One of the officers dismissed had regularly racked up overtime. In several years, records show, she roughly doubled her salary. But jail officials said the long hours weren’t a factor in Lara-Pineda’s death.
24 deaths this year
This is the second time a Wake jail inmate’s death prompted a report of deficient supervision from the state. In 2012, the state cited Wake for failing to properly check Ralph Madison Stockton IV, who overdosed in the jail. Wake paid his estate a $250,000 settlement, but did not admit responsibility.
That death prompted state officials to regularly investigate jails for compliance with supervision regulations when an inmate dies.
The N&O previously reported that DHHS found deficiencies in the Durham jail after the death of Uniece Fennell, 17, on March 23. DHHS investigations the N&O obtained earlier this month show the Johnston County jail was cited in the death of Edward Charles Cowdrey Jr., 61.
The report said in the hours leading up to Cowdrey’s death no checks were made during one hour, and only one check was made in a subsequent hour. Cowdrey died from natural causes in the jail on March 23, the sheriff’s inmate death report said.
Johnston Sheriff Steve Bizzell said in a response to the state that electronic logs and video cameras show detention officers were making timely checks of at least twice an hour as required, but the electronic logs were an hour off because the system failed to reset from daylight saving time.
The jail uses an electronic log system in which hand-held probes must be pressed against buttons next to cells to record an inmate check.

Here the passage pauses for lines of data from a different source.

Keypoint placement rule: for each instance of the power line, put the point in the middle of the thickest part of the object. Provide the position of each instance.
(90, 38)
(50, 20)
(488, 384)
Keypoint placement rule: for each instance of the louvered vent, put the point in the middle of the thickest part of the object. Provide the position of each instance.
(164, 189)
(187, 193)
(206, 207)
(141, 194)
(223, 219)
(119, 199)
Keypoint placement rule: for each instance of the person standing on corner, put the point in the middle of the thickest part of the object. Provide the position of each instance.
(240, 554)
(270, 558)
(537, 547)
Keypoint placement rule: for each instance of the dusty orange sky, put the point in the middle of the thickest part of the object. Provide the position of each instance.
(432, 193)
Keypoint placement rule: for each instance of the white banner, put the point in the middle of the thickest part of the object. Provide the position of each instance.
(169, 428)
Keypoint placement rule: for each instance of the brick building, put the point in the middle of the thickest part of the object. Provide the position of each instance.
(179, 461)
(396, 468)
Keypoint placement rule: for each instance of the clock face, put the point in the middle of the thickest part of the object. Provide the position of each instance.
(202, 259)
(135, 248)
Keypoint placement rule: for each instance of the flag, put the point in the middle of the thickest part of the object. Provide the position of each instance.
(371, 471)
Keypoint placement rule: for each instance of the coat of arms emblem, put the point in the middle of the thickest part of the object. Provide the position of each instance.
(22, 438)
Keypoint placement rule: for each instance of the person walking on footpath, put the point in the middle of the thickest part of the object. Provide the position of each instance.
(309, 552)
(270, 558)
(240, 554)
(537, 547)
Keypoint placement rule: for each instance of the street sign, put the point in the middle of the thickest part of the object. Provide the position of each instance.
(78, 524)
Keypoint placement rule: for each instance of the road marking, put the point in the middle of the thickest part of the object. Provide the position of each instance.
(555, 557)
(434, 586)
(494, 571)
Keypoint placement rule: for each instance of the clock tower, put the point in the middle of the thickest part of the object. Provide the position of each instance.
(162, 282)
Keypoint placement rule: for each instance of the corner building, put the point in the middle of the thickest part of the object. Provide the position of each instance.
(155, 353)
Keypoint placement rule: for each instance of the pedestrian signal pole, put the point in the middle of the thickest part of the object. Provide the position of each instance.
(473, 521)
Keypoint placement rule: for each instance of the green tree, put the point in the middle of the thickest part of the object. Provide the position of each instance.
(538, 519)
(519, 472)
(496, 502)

Cowdrey’s death marks the first time the jail has been cited for not meeting supervision regulations after an inmate death.
Jails have reported 24 deaths reported so far this year to DHHS, which would put the state on track to reach 40 deaths for the full year. That would tie the number of inmate deaths the N&O found for 2015, which DHHS officials say is the highest since 1997.
In six of those deaths, including one in a Mecklenburg County jail in June, DHHS found no deficiencies after investigating.